Halifax becomes Hollywood north

"All the world’s a stage" was certainly the case on the harbor-front of the historic old port city of Halifax during this past March and April. It seemed you couldn’t walk into a waterfront pub or eatery without tripping over major film stars and their handlers, all of whom were in town making two movies with nautical themes, The Shipping News and K-19: The Widowmaker.

The Shipping News based on Annie Proulx’s 1993 National Book Award novel of the same name, was being shot in both Halifax and Newfoundland. It stars Cate Blanchett, Julianne Moore, Dame Judy Dench, and Kevin Spacey, and is produced by Lasse Hallstrom (of Cider House Rules fame). The movie tells the story of a luckless newspaper man (played by Spacey) who moves back to his family’s home town, a fishing community on the coast of Newfoundland, with his two daughters after the girls had been forced into lives of prostitution by Spacey’s unbalanced ex-wife (played by Blanchett). The movie is expected to sail into North American theaters sometime in early 2002.
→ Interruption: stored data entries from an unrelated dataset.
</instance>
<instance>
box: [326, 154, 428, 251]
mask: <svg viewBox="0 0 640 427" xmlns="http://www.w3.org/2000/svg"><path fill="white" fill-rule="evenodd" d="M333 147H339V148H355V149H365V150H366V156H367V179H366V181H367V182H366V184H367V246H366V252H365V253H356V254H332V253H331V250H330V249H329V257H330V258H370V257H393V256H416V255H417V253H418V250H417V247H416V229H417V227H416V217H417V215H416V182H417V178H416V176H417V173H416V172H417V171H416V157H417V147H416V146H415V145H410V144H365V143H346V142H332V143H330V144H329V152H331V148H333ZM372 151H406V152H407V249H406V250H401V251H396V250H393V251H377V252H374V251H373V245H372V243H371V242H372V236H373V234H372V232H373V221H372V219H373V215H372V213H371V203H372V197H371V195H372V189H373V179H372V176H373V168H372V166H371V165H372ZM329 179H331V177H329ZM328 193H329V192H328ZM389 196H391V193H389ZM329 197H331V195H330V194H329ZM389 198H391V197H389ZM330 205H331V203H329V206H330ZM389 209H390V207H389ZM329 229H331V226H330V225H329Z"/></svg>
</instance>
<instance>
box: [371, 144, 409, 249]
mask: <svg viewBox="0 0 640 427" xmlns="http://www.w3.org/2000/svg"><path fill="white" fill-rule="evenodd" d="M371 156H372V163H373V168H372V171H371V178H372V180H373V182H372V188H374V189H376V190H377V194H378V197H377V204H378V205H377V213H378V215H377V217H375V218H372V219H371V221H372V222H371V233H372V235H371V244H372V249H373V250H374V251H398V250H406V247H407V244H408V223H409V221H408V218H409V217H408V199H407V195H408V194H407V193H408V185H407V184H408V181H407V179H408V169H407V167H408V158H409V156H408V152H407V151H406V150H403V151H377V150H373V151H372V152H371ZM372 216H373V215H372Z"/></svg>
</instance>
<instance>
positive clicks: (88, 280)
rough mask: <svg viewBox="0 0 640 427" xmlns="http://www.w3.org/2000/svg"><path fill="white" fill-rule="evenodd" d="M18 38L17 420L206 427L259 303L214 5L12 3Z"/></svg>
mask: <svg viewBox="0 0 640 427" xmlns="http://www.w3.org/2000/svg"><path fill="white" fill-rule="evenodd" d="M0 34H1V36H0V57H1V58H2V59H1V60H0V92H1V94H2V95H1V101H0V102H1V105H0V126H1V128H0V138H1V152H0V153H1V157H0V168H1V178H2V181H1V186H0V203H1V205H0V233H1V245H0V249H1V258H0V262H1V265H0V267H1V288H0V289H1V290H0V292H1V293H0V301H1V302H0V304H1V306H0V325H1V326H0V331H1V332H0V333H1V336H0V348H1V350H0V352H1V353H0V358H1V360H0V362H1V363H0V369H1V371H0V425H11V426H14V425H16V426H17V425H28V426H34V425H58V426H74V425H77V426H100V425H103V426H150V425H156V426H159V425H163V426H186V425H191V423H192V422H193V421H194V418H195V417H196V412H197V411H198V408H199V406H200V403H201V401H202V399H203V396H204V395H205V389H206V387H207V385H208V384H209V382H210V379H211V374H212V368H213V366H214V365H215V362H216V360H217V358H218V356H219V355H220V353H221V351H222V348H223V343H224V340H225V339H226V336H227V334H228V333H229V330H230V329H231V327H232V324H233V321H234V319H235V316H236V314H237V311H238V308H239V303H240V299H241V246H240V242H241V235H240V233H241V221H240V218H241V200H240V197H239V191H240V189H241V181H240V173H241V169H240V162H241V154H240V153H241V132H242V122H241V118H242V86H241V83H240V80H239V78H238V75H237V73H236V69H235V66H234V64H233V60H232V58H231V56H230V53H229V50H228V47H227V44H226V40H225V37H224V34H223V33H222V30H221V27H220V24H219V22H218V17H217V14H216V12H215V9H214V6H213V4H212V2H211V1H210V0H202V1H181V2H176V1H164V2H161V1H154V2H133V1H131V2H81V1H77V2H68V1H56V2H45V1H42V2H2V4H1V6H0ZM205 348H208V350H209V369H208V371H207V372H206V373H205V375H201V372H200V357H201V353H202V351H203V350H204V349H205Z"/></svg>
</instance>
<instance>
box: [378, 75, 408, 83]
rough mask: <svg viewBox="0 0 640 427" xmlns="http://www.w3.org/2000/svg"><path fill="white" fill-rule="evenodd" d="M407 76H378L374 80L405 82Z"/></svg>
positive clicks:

While The Shipping News was filming at Electropolis Studios downtown, the production crew of K-19: The Widowmaker, starring Harrison Ford and Liam Neeson, was completing a Soviet-era set at the Halifax Shipyard, less than two miles up the harbor. A genuine Juliet-class Soviet sub used in the filming was modified and lengthened at the same shipyard.

Ford plays the commander of a Soviet nuclear submarine who must prevent a nuclear explosion aboard his vessel and save mankind from a third world war. Anyone listening to Halifax VHF marine harbor traffic could easily follow the movements of vessels used in the shooting, and the sight of a tug cruising up the harbor with a brightly painted funnel sporting a yellow hammer and sickle surprised early-morning ferry passengers. (Theodore Tugboat, homeport Halifax, evidently frightened of the "Red Menace," was nowhere to be seen.) Large signs in Cyrillic on shipyard buildings initially caused some unease among naval personnel at HMC Dockyard, located just next door to the shipyard, while plywood barriers along Barrington St. prevented passing late-model vehicles from intruding on the set’s gray, 1960s Communist ambience.